Пуденций нервно кусал губы; я знаю его уже давно, и мне известно, что он не из тех, кто дает стрекача, едва дело принимает дурной оборот. Слегка поразмыслив, он сказал:
— Честно говоря, я не люблю морские купания, и Помпеи в это время года, на мой вкус, слишком многолюдны. Кроме того, как ты хочешь, чтобы мы отправились? Ты хорошо знаешь, что Пуденциана организовала службу помощи неимущим. Половина матерей семейства в Риме приходит туда за молоком для своих детей. Никогда моя дочь не захочет поверить, что эти женщины смогут обойтись без нее.
Петр огладил бороду и обратился ко мне:
— Но ты, Кай Понтий, ты наверняка поступишь согласно собственным советам. У тебя также есть дом в Самниуме, не так ли, на случай, если Кампанья летом тебе наскучит? — В ответ на мое недоуменное молчание он продолжал: — Я не сообщу вам ничего нового, ни одному, ни другому, если скажу, что одной апрельской ночью, тридцать четыре года назад, в Иерусалиме, забыл о поручении, данном мне Учителем; я забыл даже Его Самого… Трижды я ответил слишком любопытной служанке — не людям Синедриона — простой женщине, что не знал Учителя… Я даже клялся в этом Храмом… Хуже того — двумя часами ранее я бахвалился и говорил Ему, что все другие могут оставить Его, но я — никогда! Никогда, даже если мне придется погибнуть… И вы просите все повторить? Разве вы не понимаете, что я был готов умереть от стыда и тоски?
Пуденций был заметно смущен. Мы все знаем, что воспоминания, о которых напомнил Петр, были для него очень болезненными. Что же касается меня, то я вспомнил собственное отчаяние в тот день, когда мне пришлось Его оставить. Конечно, на сей раз я бы предпочел худшие пытки, дабы не переживать всю жизнь заново собственное предательство…
Флавий вывел нас из замешательства, пробормотав:
— Знаешь, господин, это не одно и то же! Тем вечером, — что сказать? У тебя был момент сомнения, слабости. Это всякий знает. Нет такого солдата, с которым бы это не случалось. А потом все приходит в порядок. Главное, что ты вернулся, что ты вновь там! Учитель вернул тебе свое доверие. Ты не должен себя укорять за это после стольких лет! Мы хотим лишь сказать, что обстоятельства изменились; тебе больше ничего не следует доказывать, налицо мужество и верность; ты так не думаешь? Сколько опасностей ты перенес! Сколько раз ты был жестоко наказан! Никто не вправе бросать тебе сегодня упреки. Напротив, мы просим тебя отправиться туда потому, что ты наш вождь и мы нуждаемся в тебе. Именно ради нас ты должен покинуть Рим. Я уверен, что этого хочет Христос!
Петр пробормотал:
— Плох тот вождь, который оставляет своих людей в начале сражения…

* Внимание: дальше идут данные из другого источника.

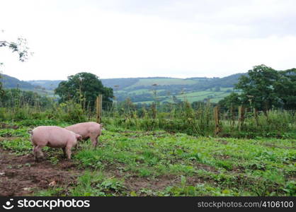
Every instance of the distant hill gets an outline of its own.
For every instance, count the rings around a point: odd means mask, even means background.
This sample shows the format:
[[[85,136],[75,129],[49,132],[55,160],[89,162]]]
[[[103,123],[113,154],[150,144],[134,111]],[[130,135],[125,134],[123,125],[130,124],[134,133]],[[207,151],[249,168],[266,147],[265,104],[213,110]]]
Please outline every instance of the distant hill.
[[[223,78],[193,77],[177,78],[169,77],[118,78],[101,79],[104,86],[112,88],[118,101],[130,98],[135,103],[150,103],[158,101],[176,102],[185,98],[190,102],[203,101],[210,98],[217,102],[232,90],[238,78],[247,73],[236,73]],[[18,88],[53,95],[54,90],[62,81],[21,81],[16,78],[3,75],[4,88]],[[156,95],[155,95],[156,94]]]
[[[16,78],[6,74],[1,74],[1,76],[0,82],[2,83],[4,88],[18,88],[25,90],[34,90],[34,86],[30,83],[20,81]]]
[[[62,81],[27,81],[35,86],[40,86],[46,90],[53,90],[59,86]]]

Мы с Пуденцием воскликнули хором: напротив, Петр может гордиться нашим опытом офицеров; плохой вождь тот, который неблагоразумно подставляет себя в начале битвы, рискуя оставить своих без предводителя, направляющего их к победе. Аргумент подействовал и Великий Рыбарь отбыл сегодня утром, по виа Аппиа. Мы сразу же почувствовали себя спокойнее.

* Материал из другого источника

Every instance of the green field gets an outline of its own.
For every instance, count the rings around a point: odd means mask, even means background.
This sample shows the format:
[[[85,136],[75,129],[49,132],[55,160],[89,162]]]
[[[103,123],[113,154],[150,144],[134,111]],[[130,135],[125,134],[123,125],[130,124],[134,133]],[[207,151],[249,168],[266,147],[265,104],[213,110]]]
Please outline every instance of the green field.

Мы были еще в радостном настроении в связи с отъездом Петра, когда явился Флавий с печалью на лице. Петр возвратился, впав в сомнение и возбуждение, которое нас напугало, ведь он стар, и мы опасались, что он может умереть от удара. Мы усадили его, дали воды; казалось, что он не в состоянии произнести ни слова. Наконец, после долгой паузы, он начал говорить голосом, который мы не узнали, так он изменился от волнения.
— Я видел Учителя!
Заметив наше смущение, он едва не пришел в ярость:
— Нет, я не сумасшедший! Я только прошел Капенские ворота, вставало солнце. Я сначала даже подумал, что это его лучи меня ослепляют… Но свет шел передо мной, словно встречь мне. Я сказал себе, что это, должно быть, одна из тех модных колесниц, выделанных серебром или медью, которые так блестят на солнце. Но то была не колесница, то был Учитель, который шел мне навстречу. Когда я оказался рядом, я сразу же Его узнал. — Петр говорил, и слезы текли по его лицу. — Я приблизился, поприветствовал Его и я увидел, что Он грустен. Очень грустен! Я сказал Ему: «Учитель, куда Ты идешь?» Он посмотрел на меня так, как смотрел в тот вечер, во дворе дома Первосвященника, и сказал: «Петр, куда ты хочешь, чтобы Я шел? Я иду в Рим, потому что тамошний пастух оставил моих овец один на один с волками. Я иду в Рим, из которого ушел Петр, чтобы Меня там распяли во второй раз». — «Не надо, Господи, — сказал я, — не надо… Я понял, я возвращаюсь».